By Sen. James Inhofe
Across the aviation industry, we’re facing an unfortunate reality: Too few young Americans are starting careers in aviation. The industry is experiencing a shortage in all aviation jobs—from pilots to aviation maintenance professionals and mechanics.
Pilot advocacy associations, like AOPA, dedicate time, energy, and effort to encourage young people to explore aviation. Just a few years ago, AOPA launched You Can Fly, a successful program to support science and technical education (STEM) in high schools, understanding that it would increase the qualified workforce for aviation careers. Sparking an early interest in flying is a key to encouraging more people to enter the aviation workforce.
Yet, to ensure the viability of general aviation for future generations, we must look beyond expanding general STEM education. We need to commit to fresh approaches and modernizing FAA curriculum to make it relevant for the twenty-first century.
To start, I’ve introduced legislation that would make a career in flying more accessible for young Americans by enabling high school students to take ground school classes. Ground school is the first step for most careers in aviation, and teaches key, widely-applicable skills about flight, aeronautics, and physics. Working with aviation professionals to create model curriculum for aviation education, we can prepare students for a career as a commercial pilot or as pilot of an unmanned aircraft. My bill would enable schools across the country to benefit from grants that would bring ground school education into classrooms.
This bill will make it possible to close the skills gap by incentivizing businesses, labor groups, educational institutions, and local governments to develop innovative ways to recruit and educate the next generation of America’s aviation workforce. We also know that our aviation industry needs skilled workers and the aviation maintenance industry provides high-paying, high-skilled jobs across the country. Without action, in the next 20 years, we’ll be faced with a shortage of more than 100,000 aviation maintenance technicians to support America’s growing aviation industry. We can’t afford to let these skilled jobs go unfilled, so earlier this year I introduced the Aviation Maintenance Workforce Development Act.
This bill will make it possible to close the skills gap by incentivizing businesses, labor groups, educational institutions, and local governments to develop innovative ways to recruit and educate the next generation of America’s aviation workforce. It also specifically supports veterans who are leaving the military as they pursue careers in aviation maintenance. This bill is an investment in the future workforce needed by the general aviation community, plain and simple.

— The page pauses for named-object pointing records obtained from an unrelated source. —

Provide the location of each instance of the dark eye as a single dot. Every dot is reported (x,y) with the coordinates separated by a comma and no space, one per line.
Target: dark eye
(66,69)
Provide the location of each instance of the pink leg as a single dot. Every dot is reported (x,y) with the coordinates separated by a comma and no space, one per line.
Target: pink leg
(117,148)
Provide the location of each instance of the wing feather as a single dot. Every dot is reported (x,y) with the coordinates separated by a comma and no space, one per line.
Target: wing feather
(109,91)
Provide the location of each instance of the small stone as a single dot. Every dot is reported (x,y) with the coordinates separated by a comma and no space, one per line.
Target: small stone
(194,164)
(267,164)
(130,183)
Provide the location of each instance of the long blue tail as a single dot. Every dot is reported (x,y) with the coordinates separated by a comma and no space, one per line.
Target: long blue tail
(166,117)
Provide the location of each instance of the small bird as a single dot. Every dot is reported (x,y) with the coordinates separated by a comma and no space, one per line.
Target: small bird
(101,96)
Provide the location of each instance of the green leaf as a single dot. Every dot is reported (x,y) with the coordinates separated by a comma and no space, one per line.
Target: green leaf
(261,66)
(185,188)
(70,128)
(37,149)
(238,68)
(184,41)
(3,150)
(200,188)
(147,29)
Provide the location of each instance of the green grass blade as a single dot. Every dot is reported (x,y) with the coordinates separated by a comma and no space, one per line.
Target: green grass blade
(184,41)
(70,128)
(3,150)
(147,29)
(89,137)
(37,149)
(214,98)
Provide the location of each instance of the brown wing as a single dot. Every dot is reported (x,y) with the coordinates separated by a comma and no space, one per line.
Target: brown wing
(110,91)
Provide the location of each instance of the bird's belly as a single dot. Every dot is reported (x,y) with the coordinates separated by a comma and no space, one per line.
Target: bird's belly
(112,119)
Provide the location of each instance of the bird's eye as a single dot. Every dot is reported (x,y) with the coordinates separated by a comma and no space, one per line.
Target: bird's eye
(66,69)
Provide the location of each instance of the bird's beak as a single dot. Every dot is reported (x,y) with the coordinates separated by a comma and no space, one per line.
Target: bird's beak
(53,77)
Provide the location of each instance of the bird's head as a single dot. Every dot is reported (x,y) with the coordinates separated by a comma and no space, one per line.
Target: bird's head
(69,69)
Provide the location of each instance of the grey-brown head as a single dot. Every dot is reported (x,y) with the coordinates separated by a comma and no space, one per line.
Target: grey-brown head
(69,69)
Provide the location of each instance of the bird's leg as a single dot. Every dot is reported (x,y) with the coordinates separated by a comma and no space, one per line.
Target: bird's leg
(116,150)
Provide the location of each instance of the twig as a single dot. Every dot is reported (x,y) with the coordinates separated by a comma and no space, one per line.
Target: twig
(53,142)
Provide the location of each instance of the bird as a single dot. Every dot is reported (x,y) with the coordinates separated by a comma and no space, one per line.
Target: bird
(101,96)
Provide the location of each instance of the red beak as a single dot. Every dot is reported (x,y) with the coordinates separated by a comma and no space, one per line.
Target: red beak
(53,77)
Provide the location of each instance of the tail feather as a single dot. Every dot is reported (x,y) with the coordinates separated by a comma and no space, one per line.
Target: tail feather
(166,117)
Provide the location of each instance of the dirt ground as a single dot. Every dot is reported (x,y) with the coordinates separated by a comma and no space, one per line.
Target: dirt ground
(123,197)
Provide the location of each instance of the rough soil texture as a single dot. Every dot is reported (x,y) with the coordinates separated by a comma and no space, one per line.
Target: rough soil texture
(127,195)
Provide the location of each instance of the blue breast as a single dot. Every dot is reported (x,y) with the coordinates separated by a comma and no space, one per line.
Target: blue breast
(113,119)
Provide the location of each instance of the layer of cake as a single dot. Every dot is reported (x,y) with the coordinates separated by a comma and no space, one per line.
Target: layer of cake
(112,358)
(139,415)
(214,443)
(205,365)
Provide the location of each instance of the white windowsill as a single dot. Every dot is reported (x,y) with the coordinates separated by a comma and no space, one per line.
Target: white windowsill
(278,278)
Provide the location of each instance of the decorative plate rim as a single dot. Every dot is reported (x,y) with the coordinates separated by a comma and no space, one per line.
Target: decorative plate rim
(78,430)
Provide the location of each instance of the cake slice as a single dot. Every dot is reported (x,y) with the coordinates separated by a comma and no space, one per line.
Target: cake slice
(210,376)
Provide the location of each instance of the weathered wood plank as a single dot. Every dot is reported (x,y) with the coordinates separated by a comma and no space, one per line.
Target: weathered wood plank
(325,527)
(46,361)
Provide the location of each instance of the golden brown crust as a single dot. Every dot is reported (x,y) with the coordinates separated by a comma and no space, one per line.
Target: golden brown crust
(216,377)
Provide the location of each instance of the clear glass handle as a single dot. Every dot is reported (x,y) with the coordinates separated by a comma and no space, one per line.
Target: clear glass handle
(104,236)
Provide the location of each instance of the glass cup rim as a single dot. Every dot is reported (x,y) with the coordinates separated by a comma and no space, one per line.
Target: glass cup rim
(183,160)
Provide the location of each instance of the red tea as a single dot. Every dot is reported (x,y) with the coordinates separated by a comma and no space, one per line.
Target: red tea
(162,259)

Finally, we need to modernize FAA regulations. Today’s general aviation fleet is a mix of new and established airframes with engines, avionics, and components to be installed, upgraded, repaired, or otherwise maintained, but the FAA still mandates technical schools teach antiquated and inconsequential subject areas or maintenance protocols—forcing aspiring aviation mechanics and technicians to go through retraining immediately upon graduation before they are able to maintain modern, sophisticated aircraft. I have cosponsored legislation to modernize the FAA’s antiquated curriculum regulations to ensure our next generation of trained technicians can hit the ground running in their new careers.
Aviation legend Bob Hoover used to share his stories and encourage men and women to pursue their dreams of becoming pilots. He’d say, “Don’t let anybody tell you can’t do it. You learn how to do it. You figure out how to do it. And you are the only one who can make it happen.” While becoming a pilot requires a great deal of individual determination, we can enable more young people to pursue their aviation dreams by modernizing and making the beginning stages of flight training accessible to them.
EAA AirVenture at Oshkosh brings together individuals who are passionate about flying and understand the importance of expanding access to aviation to the next generation. I look forward to attending again, as I do each year, to hear firsthand how Washington can support the future of aviation.